Extreme risk spillovers between AI and big data-related stocks and tokens: insights for portfolio diversification
摘要
This study investigates the connectedness between AI- and big data–related stocks and tokens using Quantile-based Vector Autoregression (QVAR) with an Extended Joint normalization and a frequency-domain framework over the period December 17, 2020, to February 11, 2025. To the best of our knowledge, this study is among the first to integrate both AI/Big Data equities and tokens within a unified tail-risk framework using an Extended Joint QVAR approach, offering three primary contributions: (i) it integrates both asset classes within a unified tail-risk framework that captures extreme dependence asymmetries; (ii) it introduces the Extended Joint normalization to QVAR, thereby addressing biases associated with standard row-sum normalization procedures; and (iii) it provides a comparative hedging effectiveness analysis across normal and extreme market conditions.

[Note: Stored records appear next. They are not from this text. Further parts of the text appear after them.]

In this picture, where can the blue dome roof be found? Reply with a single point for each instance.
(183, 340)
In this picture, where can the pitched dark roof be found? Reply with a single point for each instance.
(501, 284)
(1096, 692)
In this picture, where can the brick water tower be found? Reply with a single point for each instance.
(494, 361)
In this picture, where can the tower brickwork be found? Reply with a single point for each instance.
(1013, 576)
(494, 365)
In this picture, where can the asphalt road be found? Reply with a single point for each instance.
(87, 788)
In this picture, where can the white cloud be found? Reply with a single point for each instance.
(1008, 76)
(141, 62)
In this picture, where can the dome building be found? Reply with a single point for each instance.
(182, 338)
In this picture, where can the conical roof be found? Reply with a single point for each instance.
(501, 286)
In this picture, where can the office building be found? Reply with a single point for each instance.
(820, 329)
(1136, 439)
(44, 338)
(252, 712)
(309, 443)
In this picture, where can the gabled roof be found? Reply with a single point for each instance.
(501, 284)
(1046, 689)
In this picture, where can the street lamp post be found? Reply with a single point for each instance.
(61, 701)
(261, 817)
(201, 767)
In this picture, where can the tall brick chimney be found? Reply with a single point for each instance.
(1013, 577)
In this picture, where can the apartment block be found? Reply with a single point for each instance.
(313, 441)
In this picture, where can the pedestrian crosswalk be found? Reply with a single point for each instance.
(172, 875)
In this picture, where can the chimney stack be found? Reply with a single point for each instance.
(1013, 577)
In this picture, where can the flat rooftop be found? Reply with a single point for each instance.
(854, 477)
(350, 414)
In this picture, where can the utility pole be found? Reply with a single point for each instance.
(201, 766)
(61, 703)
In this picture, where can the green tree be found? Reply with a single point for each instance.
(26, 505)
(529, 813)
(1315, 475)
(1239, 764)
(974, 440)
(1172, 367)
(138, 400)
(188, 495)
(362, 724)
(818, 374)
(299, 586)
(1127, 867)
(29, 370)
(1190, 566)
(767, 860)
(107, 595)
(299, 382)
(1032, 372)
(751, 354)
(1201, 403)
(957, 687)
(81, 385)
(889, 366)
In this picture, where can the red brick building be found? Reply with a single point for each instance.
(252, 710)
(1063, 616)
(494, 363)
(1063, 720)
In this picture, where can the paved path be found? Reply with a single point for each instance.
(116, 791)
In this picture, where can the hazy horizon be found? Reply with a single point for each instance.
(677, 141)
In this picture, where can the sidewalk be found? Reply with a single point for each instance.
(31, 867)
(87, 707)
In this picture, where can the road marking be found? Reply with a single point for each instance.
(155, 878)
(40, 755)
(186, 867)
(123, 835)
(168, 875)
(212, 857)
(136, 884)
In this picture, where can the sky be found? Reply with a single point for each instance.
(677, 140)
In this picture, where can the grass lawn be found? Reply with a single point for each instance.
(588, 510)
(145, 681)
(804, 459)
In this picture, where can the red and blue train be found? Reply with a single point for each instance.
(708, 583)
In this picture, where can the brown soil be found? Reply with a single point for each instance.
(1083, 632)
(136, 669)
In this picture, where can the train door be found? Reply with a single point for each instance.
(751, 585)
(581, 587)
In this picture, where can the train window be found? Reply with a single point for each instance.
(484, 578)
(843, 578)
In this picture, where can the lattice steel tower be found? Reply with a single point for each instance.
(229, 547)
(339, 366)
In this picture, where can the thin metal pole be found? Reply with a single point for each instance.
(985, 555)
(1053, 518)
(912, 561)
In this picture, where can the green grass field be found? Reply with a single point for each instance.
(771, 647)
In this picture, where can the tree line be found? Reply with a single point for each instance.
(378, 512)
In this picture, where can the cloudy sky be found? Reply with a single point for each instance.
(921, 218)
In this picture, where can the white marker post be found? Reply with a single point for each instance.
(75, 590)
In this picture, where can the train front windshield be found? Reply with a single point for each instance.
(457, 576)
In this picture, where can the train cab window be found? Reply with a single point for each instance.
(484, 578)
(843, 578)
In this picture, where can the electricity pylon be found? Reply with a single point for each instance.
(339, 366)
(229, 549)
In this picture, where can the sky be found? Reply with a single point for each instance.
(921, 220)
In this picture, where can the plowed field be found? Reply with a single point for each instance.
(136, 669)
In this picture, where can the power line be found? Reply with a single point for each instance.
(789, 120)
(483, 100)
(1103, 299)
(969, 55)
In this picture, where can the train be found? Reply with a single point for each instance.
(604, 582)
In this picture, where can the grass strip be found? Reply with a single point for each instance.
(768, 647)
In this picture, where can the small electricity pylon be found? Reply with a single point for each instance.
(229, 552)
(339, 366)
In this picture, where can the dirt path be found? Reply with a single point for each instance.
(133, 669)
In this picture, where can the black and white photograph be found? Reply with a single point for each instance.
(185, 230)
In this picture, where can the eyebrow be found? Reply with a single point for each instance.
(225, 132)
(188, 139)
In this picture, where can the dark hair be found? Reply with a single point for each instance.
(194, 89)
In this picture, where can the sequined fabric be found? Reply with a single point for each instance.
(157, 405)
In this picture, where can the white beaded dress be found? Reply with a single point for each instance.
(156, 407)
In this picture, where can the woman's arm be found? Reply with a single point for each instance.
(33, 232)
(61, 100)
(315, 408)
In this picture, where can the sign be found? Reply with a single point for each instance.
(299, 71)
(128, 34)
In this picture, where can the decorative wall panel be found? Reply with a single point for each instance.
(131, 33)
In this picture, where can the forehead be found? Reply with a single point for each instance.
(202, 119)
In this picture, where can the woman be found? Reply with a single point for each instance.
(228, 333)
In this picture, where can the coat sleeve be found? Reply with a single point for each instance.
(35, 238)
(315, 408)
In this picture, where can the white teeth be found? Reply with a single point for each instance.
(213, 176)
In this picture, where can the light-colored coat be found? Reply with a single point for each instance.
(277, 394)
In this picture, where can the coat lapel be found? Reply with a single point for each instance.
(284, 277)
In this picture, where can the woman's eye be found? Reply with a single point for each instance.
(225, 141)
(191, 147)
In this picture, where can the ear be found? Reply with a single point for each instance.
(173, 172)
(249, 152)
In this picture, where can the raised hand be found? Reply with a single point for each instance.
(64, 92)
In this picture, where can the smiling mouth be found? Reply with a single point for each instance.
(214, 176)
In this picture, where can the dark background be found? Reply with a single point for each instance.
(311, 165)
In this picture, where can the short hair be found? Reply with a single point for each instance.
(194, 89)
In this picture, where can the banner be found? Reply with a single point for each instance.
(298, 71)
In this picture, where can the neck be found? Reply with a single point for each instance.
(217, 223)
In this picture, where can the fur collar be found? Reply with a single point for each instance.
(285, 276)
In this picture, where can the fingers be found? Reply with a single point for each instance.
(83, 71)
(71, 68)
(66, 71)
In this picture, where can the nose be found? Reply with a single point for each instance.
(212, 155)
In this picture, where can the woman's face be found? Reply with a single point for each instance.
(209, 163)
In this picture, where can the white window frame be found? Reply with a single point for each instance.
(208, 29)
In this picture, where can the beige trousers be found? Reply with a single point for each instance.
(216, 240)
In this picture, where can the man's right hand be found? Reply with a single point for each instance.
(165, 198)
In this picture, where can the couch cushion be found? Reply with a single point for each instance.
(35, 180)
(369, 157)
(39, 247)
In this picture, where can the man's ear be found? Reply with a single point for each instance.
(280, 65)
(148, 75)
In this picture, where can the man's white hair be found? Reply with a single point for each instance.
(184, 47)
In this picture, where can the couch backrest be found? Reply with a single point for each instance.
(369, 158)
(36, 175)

We find that major technology stocks, notably Microsoft (MSFT) and Amazon (AMZN), act as dominant shock transmitters, while AI-focused tokens such as SingularityNET (AGIX) and Numeraire (NMR) serve mainly as net receivers. While moderate connectedness exists during normal times, we find strong evidence of contagion during tail events, defined as a statistically and economically significant increase in cross-asset spillovers beyond what baseline relationships would predict. From a portfolio perspective, AGIX emerges as the most effective hedging instrument, followed by NMR and CTxc. The results offer practical implications for portfolio allocation and risk management in technology-intensive markets.